Wednesday, June 22, 2016

Wildlife Wednesday - battling nature

Where I live, there are lots of migratory seabirds who visit to nest. Usually during summer, a large strip of the beach/ river /dunes area may get fenced off so that people (and their dogs that are supposed to be controlled) leave the nest sites alone. They fence off quite a large area around the nests so that when the chicks hatch, there's an exclusion zone as it takes them some weeks to be able to fly.

During the nesting season, volunteers check the nests daily and monitor the sites. Over summer they had to build up the area around the nests to prevent flooding when the high tide and floodwaters threatened. It takes a lot of work - and is often rewarded by dogs or foxes eating the eggs/ chicks, people vandalising the nests, storms flooding the nest, etc etc. Although some years, chicks do successfully survive.


After 25 years of this sandbar not being washed out (it's at an old river mouth, so where once the river spilled into the ocean, now it's sanded up unless there's flood waters in the river), for the last 3 or 4 years, the old river mouth has opened three times (for up to eight months), which floods the area where the seabirds had been nesting, and effectively cuts our beach into two sections.

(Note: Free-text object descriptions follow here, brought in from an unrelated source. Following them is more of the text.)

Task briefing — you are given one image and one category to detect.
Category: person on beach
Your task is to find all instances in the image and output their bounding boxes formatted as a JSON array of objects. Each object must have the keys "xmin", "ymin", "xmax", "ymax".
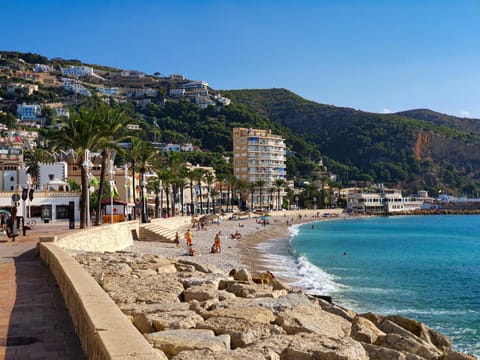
[
  {"xmin": 174, "ymin": 231, "xmax": 180, "ymax": 247},
  {"xmin": 185, "ymin": 229, "xmax": 193, "ymax": 246},
  {"xmin": 188, "ymin": 244, "xmax": 197, "ymax": 256},
  {"xmin": 214, "ymin": 232, "xmax": 222, "ymax": 253}
]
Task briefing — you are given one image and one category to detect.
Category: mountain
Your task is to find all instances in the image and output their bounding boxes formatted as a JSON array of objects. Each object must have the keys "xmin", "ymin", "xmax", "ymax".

In the top photo, this is the sanded up area of the beach between the ocean and the river. It's maybe 60 m from the dunes on our side, to the dunes on the other side, and there's probably 40m between the ocean and the river at high tide.

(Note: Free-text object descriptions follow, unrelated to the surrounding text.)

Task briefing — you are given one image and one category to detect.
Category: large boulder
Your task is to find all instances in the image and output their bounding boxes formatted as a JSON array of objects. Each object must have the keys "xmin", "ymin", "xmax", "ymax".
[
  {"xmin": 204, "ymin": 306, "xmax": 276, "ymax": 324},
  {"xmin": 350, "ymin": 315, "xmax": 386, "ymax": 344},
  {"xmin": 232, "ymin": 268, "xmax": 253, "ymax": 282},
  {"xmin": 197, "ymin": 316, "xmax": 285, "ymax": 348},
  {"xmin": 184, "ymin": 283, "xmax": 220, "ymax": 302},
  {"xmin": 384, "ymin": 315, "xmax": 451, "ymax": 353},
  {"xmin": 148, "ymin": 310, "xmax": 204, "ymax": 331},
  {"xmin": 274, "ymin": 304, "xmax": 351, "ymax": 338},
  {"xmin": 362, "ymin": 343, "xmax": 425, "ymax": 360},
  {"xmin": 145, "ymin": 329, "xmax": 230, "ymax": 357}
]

In the second photo, I've done a panorama stitching 3 shots together, to show the opening of the heads (the old river mouth). On the left is 'our side' of the beach. The right is the area shown in the top photo - but where the river has broken out to the sea, washing away and flooding the old sandbar. In the background of the righthand side, that's the 'other side' of the beach, that is now inaccessible (unless you swim across).

It's quite spectacular when nature battles. I love watching the changes to the beach and the river due to this flooding - even if the dune erosion is quite dramatic.

Nature is always a battle. It's constantly changing, testing and challenging. Whether you're a bird trying to breed, a dune plant trying to grow, or a sand castle looking for permanency, the battle constantly rages. And Mother Nature rarely loses.

Do you have any great nature battles?